Re: Lets think who will like to say delphi is dying?
- From: "Adem" <adem.meda@xxxxxxxxx>
- Date: 31 Mar 2008 16:14:38 -0700
L wrote:
Yep Most of it is "implied" like "<b> means bold"..
So I see you wish to be more "explicit".
No, not that..
The fact that "<b> means bold" is something else --it is (how shall I
put it) /implicit/ knowledge. I.e. neither SGML nor XML tells you what
exactly '<b>' should do --just like in, say, Pascal whereby parsing a
token (say, 'const') tells you anything which is implicit in 'const'.
That bit is part of the intelligence you have to build to your compiler
(or whatever works with the parsed stuff).
What i am interested, at this stage, about --say-- '<b>' is where it is
allowd and where it is not --or, where it is redundant.
take this HTML snippet, for example:
<b>
<body>
</body>
</b>
would this be legal/allowed?
If not, why and how dou know that?
The answer is:
And, the DTD tells you that.
That is, if that particular DTD rules it out.
W3C's DTDs don't allow for it (I know it by intuition) but some other
body's DTD may.
The only way I will be sure is by parsing out the DTD specified on the
document itself --and, the DTD is in SGML, which means I need to be
able to parse the darn SGML... <g>
Since XML is designed to be such a flexible language, it is not so
specific..
Actually, there are 2 basic usage forms for XML.

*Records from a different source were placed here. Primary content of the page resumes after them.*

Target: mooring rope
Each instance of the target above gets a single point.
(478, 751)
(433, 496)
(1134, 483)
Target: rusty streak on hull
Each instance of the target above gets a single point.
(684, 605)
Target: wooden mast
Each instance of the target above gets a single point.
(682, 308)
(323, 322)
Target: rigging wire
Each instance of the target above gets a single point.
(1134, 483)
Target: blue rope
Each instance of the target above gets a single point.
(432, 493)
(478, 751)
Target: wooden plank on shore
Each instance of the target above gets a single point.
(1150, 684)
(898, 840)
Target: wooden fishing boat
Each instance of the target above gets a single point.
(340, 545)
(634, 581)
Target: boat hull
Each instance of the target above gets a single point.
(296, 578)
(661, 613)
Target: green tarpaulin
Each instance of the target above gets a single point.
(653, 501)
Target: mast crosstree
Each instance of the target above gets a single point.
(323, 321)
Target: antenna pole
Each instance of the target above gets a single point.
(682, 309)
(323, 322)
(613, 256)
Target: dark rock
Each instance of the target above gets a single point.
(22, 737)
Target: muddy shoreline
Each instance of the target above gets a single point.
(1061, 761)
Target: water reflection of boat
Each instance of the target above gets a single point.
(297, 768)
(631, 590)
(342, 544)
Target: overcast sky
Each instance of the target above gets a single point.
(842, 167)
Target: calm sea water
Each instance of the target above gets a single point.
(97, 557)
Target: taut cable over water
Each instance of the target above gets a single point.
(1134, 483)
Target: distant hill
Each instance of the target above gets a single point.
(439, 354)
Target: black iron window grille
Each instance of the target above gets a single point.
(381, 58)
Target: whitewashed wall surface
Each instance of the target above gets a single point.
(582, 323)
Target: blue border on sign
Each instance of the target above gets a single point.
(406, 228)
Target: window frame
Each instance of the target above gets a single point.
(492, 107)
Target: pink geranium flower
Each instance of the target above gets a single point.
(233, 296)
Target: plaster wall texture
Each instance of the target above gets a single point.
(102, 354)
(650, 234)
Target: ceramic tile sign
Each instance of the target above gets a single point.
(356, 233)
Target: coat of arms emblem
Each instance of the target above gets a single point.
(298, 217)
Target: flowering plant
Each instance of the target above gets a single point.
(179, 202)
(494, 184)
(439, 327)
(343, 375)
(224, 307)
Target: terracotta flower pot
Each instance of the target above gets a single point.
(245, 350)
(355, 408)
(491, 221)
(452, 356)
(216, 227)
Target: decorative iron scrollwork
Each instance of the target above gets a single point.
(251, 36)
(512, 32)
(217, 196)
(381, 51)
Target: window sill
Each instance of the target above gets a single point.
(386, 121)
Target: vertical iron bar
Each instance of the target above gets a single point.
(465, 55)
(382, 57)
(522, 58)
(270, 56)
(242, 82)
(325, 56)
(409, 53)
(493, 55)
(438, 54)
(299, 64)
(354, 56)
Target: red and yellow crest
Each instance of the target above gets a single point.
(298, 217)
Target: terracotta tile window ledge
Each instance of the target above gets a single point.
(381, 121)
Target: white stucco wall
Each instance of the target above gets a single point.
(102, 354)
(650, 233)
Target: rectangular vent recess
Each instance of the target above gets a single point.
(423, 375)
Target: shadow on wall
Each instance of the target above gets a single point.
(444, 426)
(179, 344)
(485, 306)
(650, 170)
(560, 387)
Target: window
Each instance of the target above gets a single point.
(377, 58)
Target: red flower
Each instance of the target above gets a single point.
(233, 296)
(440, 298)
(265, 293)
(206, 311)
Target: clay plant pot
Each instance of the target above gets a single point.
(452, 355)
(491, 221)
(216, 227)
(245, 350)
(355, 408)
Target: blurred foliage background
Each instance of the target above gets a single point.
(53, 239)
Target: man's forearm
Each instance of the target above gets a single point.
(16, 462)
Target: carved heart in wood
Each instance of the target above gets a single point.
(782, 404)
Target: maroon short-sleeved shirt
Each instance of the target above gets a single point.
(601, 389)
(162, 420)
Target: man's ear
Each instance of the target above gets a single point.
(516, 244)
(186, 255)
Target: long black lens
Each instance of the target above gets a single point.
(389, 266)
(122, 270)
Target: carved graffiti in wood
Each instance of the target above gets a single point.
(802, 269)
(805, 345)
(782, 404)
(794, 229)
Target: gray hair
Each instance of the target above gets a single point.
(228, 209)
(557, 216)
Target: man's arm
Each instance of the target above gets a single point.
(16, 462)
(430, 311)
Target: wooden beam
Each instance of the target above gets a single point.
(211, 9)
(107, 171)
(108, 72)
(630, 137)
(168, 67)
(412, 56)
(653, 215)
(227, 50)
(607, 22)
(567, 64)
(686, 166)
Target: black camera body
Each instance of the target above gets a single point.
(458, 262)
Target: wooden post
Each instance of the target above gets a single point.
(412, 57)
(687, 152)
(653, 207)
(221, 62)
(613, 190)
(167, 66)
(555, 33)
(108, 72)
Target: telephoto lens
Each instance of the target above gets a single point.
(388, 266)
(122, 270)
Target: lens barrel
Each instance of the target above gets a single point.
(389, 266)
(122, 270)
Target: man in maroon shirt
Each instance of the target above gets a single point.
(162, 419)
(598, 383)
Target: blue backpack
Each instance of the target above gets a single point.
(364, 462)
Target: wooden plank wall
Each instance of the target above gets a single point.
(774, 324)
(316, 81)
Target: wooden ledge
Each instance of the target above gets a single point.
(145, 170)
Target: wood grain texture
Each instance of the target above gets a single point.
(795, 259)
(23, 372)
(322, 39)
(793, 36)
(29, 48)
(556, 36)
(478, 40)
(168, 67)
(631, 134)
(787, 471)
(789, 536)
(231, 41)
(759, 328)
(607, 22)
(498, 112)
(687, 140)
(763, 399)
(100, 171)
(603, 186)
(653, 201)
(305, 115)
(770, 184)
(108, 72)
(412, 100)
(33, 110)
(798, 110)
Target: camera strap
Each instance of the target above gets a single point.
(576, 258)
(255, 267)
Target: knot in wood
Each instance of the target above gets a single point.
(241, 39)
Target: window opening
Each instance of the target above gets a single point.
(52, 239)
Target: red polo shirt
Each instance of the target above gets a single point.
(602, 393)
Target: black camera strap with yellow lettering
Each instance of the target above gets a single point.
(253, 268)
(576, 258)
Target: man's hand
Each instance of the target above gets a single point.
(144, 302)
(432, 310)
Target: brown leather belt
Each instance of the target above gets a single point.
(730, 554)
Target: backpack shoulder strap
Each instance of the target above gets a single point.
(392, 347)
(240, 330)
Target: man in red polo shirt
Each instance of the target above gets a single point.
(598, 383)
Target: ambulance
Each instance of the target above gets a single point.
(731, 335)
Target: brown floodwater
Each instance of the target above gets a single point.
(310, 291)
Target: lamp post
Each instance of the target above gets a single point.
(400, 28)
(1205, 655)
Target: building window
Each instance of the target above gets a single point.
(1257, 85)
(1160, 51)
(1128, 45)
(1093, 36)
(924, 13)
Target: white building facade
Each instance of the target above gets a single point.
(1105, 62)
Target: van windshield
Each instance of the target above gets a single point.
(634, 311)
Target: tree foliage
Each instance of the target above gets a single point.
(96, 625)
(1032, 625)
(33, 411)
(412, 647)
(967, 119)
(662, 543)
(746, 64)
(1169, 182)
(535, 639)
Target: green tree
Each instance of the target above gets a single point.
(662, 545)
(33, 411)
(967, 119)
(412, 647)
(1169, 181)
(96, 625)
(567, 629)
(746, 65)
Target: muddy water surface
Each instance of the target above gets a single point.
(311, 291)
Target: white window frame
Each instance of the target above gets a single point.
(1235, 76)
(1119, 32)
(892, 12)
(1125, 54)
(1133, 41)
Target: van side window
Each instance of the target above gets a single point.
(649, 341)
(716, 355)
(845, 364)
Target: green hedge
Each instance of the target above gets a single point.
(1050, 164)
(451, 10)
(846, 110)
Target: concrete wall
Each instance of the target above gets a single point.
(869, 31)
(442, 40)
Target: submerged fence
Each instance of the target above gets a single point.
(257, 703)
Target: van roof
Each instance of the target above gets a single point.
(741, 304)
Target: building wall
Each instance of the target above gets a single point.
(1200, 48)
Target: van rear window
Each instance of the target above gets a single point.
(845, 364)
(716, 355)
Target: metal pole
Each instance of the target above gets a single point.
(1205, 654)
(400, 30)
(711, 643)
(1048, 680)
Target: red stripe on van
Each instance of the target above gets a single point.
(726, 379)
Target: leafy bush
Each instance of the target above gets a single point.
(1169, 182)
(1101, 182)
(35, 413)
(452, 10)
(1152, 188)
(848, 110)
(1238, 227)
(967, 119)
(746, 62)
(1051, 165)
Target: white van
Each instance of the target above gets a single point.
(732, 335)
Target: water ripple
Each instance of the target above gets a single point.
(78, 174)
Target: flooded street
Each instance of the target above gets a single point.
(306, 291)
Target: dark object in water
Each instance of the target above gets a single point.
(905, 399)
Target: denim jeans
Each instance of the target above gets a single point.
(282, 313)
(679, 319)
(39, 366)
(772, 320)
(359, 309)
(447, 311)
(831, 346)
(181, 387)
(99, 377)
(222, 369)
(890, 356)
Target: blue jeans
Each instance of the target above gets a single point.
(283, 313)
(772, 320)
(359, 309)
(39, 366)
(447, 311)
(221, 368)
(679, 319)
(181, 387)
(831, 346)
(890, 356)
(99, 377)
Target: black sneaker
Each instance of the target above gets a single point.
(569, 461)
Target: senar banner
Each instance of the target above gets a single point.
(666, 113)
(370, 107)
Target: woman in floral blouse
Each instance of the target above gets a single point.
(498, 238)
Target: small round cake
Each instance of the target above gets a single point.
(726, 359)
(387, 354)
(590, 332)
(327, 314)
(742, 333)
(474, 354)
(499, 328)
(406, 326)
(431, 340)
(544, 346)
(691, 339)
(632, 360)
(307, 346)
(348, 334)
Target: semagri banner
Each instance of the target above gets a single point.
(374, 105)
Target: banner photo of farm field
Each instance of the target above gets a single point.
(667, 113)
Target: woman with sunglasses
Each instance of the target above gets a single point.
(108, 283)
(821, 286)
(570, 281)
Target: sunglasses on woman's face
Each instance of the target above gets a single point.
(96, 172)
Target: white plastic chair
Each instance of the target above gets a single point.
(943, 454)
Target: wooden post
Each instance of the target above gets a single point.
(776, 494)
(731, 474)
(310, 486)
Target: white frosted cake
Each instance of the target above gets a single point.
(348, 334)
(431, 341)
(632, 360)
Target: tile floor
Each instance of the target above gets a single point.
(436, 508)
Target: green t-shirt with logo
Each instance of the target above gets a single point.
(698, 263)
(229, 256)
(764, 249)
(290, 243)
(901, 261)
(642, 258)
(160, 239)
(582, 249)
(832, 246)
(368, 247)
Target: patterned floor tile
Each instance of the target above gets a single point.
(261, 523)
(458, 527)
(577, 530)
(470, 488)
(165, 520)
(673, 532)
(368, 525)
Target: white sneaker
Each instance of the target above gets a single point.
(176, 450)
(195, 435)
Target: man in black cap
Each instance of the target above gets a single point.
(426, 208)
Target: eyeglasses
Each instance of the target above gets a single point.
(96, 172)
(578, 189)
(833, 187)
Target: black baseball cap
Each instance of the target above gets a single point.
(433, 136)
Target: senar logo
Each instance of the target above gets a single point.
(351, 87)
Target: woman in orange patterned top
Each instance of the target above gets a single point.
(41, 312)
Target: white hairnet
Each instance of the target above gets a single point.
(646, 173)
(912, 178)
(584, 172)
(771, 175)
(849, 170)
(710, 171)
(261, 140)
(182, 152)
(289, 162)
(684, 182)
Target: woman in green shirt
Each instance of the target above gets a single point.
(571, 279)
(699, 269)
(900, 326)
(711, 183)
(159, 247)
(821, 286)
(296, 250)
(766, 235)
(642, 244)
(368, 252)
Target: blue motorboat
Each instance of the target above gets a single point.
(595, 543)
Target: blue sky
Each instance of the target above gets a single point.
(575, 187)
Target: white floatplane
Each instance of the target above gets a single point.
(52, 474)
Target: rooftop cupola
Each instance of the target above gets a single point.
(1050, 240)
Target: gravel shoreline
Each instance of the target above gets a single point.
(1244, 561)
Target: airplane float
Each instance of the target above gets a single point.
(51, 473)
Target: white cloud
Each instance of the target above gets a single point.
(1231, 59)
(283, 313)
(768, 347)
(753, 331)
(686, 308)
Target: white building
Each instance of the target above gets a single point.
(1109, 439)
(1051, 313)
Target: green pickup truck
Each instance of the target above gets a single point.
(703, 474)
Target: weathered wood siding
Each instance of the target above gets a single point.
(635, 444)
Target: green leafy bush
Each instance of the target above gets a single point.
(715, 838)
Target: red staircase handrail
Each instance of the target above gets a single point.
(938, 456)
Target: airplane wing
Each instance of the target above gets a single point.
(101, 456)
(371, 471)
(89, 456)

If you use it as a meta language that defines the rules for something
else, it seems to be somewhat insufficient.
If, on the other hand, you use XML to transfer some data from one end
to another, XML is quite sufficient/usable. That is, as long as you are
in control at both ends.
Years ago I wrote something called TXMLDataset to be used to
export/import/transfer data. As long as you were using TXMLDataset at
both ends, it was very very useful. [I ran out of patience supporting
it publicly and it died of neglect.]
until someone specifies some rules that somehow make it
more explicit.. i.e. it is kind of.. too flexible.. as is HTML in
many cases where many things are implied. At the same time, making
everything explicit is very hard in a flexible system.. pascal/strong
typed languages have kind of a fixed system but ability to extend the
type system.... so still flexibility even with restrictions...
Actually, HTML is/canbe quite strict too. Except that it has had an
unfortunate start: There were no DTDs in the beginning, so people wrote
free hand HTML code which they expected the browsers to hand all the
same. So, we have these browsers with quirks modes to allow for sloppy
HTML codes.
The fact that history is like that does not mean we should still
produce sloppy HTML. We have DTDs and we should make use of them.
But a pascal program is producing an Exe or Elf executable and this
format is known.. html an xml are not compiling anything into a known
end output unless we know what the html and XML are for sure doing..
such as html is displaying in a GUI.. but XML can be doing anything.
Since xml can do anything, it makes it hard for XML to be anything
concrete..
HTML or XML on their own (respectively) is too flexible --even
slimey--, I agree. But, with DTDs, they are all fixed.
<sidepost>
I believe it was you who wrote a page (if only I could locate a link to
it now) that a better form of HTML has to be somethong like Borland's
DFMs.
And, I agree, DFM is a more suitable format/protocol/language for the
world than HTML --except that, in DFM everything is fixed size (fixed
to the pixel) whereas HTML is geared towards a more flexible layout
which means --until DFM (ever) handles a similarly flexible layout--
HTML is the winner.
</sidepost>
As you know, EXE or ELF formats are outputs of compilers, not their
internal structures, so that the OS's 'loader' can load and execute
them.
When I say 'compile' a .html file (or stream) what I mean is this:
i) Pre-parse it until it tells you what DTD it is using.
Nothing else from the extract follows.